Les médicaments GLP-1 pourraient protéger contre le cancer du sein et les risques de récidive, selon une étude.

On n’en finit plus de trouver des indications aux traitements contre l’obésité.

Les traitements amaigrissants à base d’agonistes du récepteur du GLP-1 sont associés à une diminution du risque de décès et de récidive après un cancer du sein, indique une étude du Massey Cancer Center de l’Université de Virginie. Ce lien serait observé chez les patientes atteintes d’un cancer du sein qui sont également obèses ou atteintes de diabète de type 2.

L’étude est basée sur l’analyse des dossiers médicaux électroniques de plus de 840 000 patientes atteintes d’un cancer du sein diagnostiqué entre 2006 et 2023. Elle a été publiée dans JAMA Network Open, rapporte Medical Xpress.

Le lien entre l’utilisation des GLP-1 et un risque globalement plus faible de décès, toutes causes confondues, a été établi sur une période de suivi de 10 ans. De plus, les survivantes du cancer du sein qui ont utilisé des traitements GLP-1 pour traiter leur diabète ou leur l’obésité présentaient un risque significativement plus faible de récidive de leur cancer au cours des 10 années suivant leur traitement initial.
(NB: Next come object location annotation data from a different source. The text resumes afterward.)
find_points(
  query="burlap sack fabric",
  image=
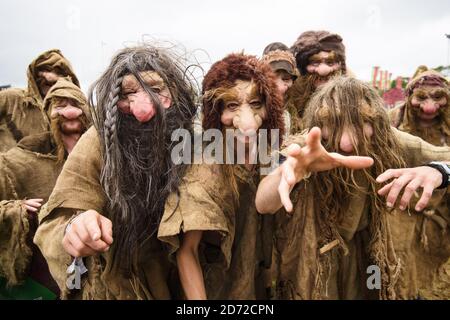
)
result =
(235, 250)
(78, 189)
(411, 252)
(28, 170)
(21, 109)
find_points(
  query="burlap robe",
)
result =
(402, 118)
(21, 109)
(78, 189)
(236, 245)
(410, 251)
(28, 170)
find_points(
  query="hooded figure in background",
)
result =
(320, 55)
(28, 173)
(426, 112)
(339, 228)
(21, 110)
(282, 62)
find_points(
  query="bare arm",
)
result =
(189, 267)
(273, 191)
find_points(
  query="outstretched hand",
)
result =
(313, 157)
(409, 179)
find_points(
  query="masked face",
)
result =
(69, 114)
(46, 79)
(135, 100)
(427, 102)
(68, 123)
(243, 109)
(349, 139)
(284, 81)
(323, 65)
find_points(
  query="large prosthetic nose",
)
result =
(346, 143)
(142, 107)
(324, 70)
(247, 122)
(430, 107)
(71, 115)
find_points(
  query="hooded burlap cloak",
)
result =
(237, 241)
(21, 109)
(29, 171)
(78, 189)
(403, 118)
(409, 247)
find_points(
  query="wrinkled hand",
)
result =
(313, 157)
(32, 205)
(410, 180)
(89, 233)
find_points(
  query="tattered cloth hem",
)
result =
(15, 254)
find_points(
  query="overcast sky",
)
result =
(395, 35)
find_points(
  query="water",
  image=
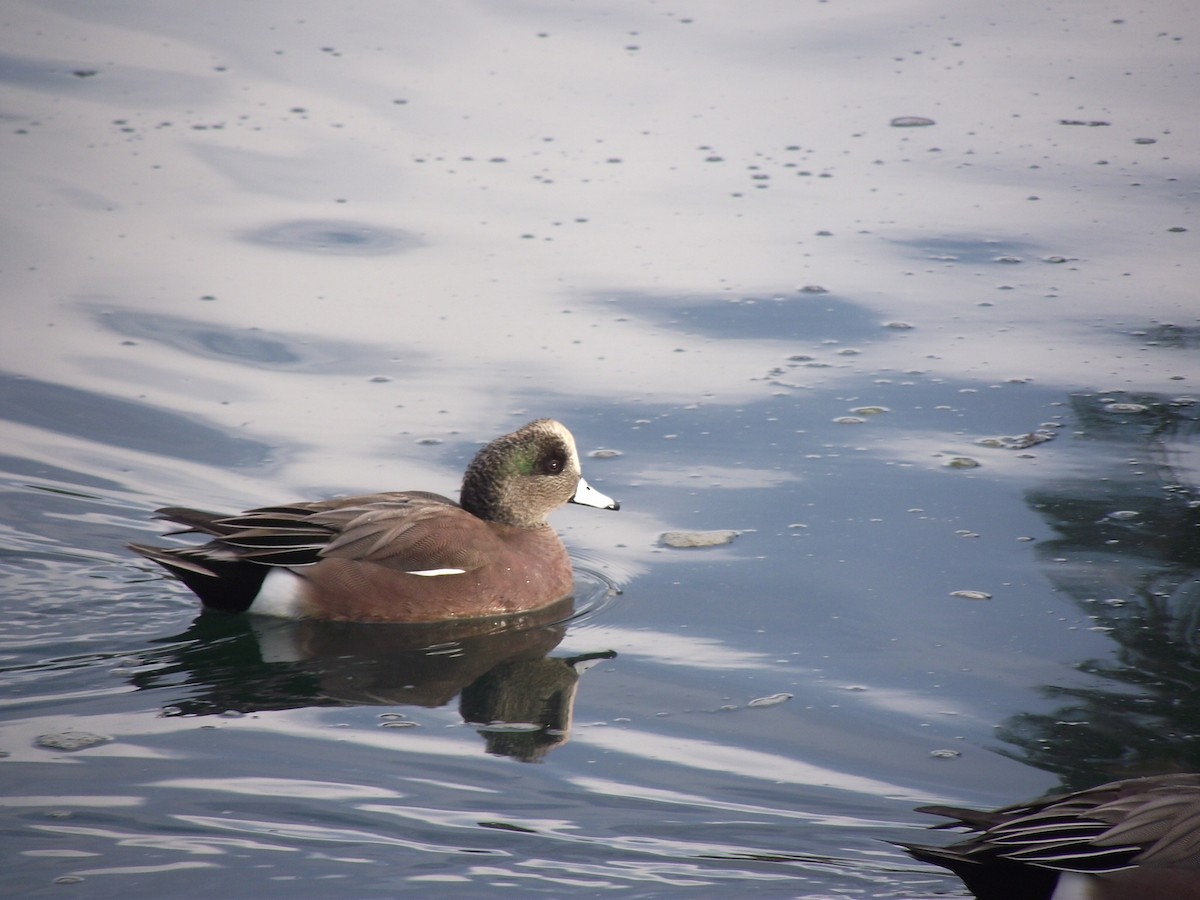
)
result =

Les chercheurs précisent qu’il reste à déterminer si la diminution des risques de décès et de récidive est liée au contrôle du poids, à une meilleure santé cardiovasculaire ou à d’autres mécanismes.

L’équipe de recherche, menée par Kristina L. Tatum de l’École de santé publique de l’Université de Virginie, entend mener des essais cliniques randomisés afin de comprendre les mécanismes biologiques qui sont à l’œuvre dans cet association.